I think it just runs counterintuitive to how some people think about the market. If only you were “Biff” from “Back to the Future” and had the Grey’s Sports Almanac and had tomorrow’s news, you could make a lot of money doing that.

That’s a good one.

Like, it doesn’t necessarily work out the way that you think it’s going to. We’re coming off of 2024, and it was back-to-back years in 2023 and 2024 of the S\&P 500 being up more than 20%.

And this is, you know, that nugget from Bespoke’s research that I’m sharing. So we’ve seen this happen three times previously in the S\&P’s history. One time it was down big the next year – it was down 39% in 1937. So it’s going way back.

It was relatively flat in one year, up 3% in 1956, and the other time it was up big again, up 31% in 1997. So the point being that if you think the market is going to go one way or the other just because of what’s happened the last two years, you probably shouldn’t think that way.

Who knows? Is the answer. Look at the range of outcomes there. What do you do with that information? It’s not useful.

Plus 31 to down 39 – I mean, you could drive… You know what that sounds like? It sounds a lot like the distribution of returns that you can expect based on historical S\&P 500 data.

Shrug emoji. Forecasting one year out is really difficult.

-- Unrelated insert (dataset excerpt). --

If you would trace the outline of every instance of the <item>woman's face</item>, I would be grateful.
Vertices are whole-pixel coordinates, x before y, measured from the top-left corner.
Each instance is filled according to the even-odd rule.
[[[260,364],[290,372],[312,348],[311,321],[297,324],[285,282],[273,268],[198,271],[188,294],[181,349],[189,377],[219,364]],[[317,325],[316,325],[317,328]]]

You can look at the range of returns, and it’s about the range that you just alluded to in terms of down a bunch to up a bunch, but when you go out to 10, 15, 20-year periods, the range of possible outcomes starts to converge and become more predictable.

And that’s what you can plan with, and that’s what you can make investment plans for the long term with. But again, to your point earlier, Case, you’ve got to be able to survive the short term where these ranges are a mile wide, and that’s why you diversify and you don’t hold all your assets in one asset class. You have other shorter-term places to hedge that risk of the stock market’s unpredictability in the short term.

Truth. We’ll see you on the next one.